Motherhood was not the only thing I wanted out of marriage. But as a single woman with fewer eggs in my internal basket, I have regrets that I didn’t try hard enough. This is a ridiculous notion, but still I punish myself with the if onlys. If only I had gotten married in my 20s when I had more time to conceive. I was so foolish, selfish, and now there is no warm body in rainbow pajamas with my gray eyes to read bedtime stories to, to untangle her hair after bath time, to watch her grow into a little person.
One night I hear my ex pacing our old balcony, talking softly on the phone. We may have both realized that we were better as friends, but he is kind and true. His future children would be quick to realize how lucky they are to have him as a father. My eyes well up, knowing that he has years, maybe another decade, to give and receive life. I try hard not to envy him or the way that, in some ways, men can live with no concept of time passing. They get to live longer as children before having them and are far more experienced at being young than women are.
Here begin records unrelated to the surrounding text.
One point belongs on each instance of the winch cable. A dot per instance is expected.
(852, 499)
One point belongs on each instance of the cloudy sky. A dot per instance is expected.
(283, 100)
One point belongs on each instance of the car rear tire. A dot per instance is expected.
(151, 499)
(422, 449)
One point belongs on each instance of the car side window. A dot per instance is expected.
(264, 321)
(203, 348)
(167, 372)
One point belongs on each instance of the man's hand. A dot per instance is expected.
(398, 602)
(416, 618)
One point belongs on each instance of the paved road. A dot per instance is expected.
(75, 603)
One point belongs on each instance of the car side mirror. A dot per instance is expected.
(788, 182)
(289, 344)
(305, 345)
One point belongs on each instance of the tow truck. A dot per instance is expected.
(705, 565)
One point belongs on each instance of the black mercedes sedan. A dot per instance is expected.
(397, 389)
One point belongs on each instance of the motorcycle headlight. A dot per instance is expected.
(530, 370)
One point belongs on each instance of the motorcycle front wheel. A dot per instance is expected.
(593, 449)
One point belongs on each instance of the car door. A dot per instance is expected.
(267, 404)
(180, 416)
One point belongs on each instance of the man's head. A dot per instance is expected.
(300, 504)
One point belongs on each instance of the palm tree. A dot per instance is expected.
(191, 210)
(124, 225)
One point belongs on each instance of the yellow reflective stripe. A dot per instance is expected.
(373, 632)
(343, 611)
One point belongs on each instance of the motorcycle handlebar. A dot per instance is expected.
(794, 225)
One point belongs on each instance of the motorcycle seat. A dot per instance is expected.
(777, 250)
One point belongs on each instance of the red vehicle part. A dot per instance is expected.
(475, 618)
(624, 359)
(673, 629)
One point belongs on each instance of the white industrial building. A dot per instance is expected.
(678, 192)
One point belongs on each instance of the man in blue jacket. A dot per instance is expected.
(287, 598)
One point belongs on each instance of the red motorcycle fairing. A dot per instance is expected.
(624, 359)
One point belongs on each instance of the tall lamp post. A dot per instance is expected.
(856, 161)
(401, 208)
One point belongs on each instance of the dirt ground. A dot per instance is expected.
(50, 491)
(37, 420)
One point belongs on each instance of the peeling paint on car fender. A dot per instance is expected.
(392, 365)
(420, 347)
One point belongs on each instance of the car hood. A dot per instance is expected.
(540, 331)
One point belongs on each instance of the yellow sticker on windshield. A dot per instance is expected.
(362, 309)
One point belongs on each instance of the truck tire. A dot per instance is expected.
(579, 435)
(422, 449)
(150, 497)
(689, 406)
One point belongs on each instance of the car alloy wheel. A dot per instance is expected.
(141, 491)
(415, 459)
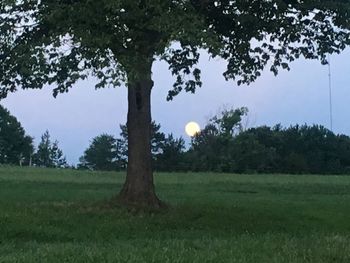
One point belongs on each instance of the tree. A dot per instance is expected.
(103, 154)
(157, 140)
(15, 146)
(49, 154)
(60, 42)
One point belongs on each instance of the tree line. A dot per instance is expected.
(17, 148)
(224, 145)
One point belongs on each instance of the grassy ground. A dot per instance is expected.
(57, 216)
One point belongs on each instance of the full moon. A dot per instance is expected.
(192, 128)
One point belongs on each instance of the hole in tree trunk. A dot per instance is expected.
(138, 97)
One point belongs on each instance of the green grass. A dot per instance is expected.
(58, 216)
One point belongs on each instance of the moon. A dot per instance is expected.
(192, 128)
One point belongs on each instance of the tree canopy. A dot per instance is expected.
(117, 41)
(60, 42)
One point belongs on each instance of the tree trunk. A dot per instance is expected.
(138, 190)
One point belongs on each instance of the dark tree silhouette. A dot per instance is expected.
(60, 42)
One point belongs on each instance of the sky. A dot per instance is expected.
(293, 97)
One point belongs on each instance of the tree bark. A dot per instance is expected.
(138, 190)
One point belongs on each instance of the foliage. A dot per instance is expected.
(49, 154)
(103, 154)
(60, 42)
(296, 149)
(171, 158)
(15, 146)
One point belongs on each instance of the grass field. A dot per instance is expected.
(59, 216)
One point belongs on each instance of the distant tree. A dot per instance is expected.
(171, 156)
(49, 154)
(229, 121)
(60, 42)
(103, 154)
(15, 146)
(210, 149)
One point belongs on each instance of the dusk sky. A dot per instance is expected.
(298, 96)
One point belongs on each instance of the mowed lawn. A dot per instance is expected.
(61, 216)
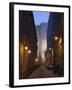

There is no equation to marriage, divorce or conceiving. Try as we might to plan, these things take on their own undefinable shapes. What happens when the ability to give birth to a child begins to slip away? We redline the past, freeze in the present and fear the future. We are told to consider other options. We are reminded that we are nearing impossible. We are reminded that we need luck. A miracle. Money. And to be realistic about things, that we need to prepare for a life without motherhood.
One friend tells her live-in boyfriend that she is taking the pill because he does not want to have any more kids. She does not take the pill. Another is contemplating an arrangement with a man her mother met who is interested in having kids, too. I reminded her that this man will be a part of her life forever. But so would my child, she says. I can’t argue with this logic. Some swipe right on Tinder only when they are ovulating and steal away to the bathroom to lie on the ground and throw their legs up against the wall after having sex. Others go back to their ex-husbands or ex-boyfriends, knowing that although the relationship didn’t work, their sperm might. It’s a familiar and direct transaction.
My house is deafeningly quiet. I have multiple jobs, friends, activities, passion projects. But what I have too much of and not enough of is time. In that space, I cannot give myself the thing I want most in this life. Once, a friend said how much she envied me for having clean and organized cosmetic bags. I could never have that with the kids, she said with a laugh. I couldn’t even feign a smile. When she left, I dumped the bags on the floor and looked at the mess I wish I had. I cried at how easy this life was supposed to be for me. Me and my organized eye shadows. I’d trade my “easy divorce” for a more complicated life so that I could say: At least I have children.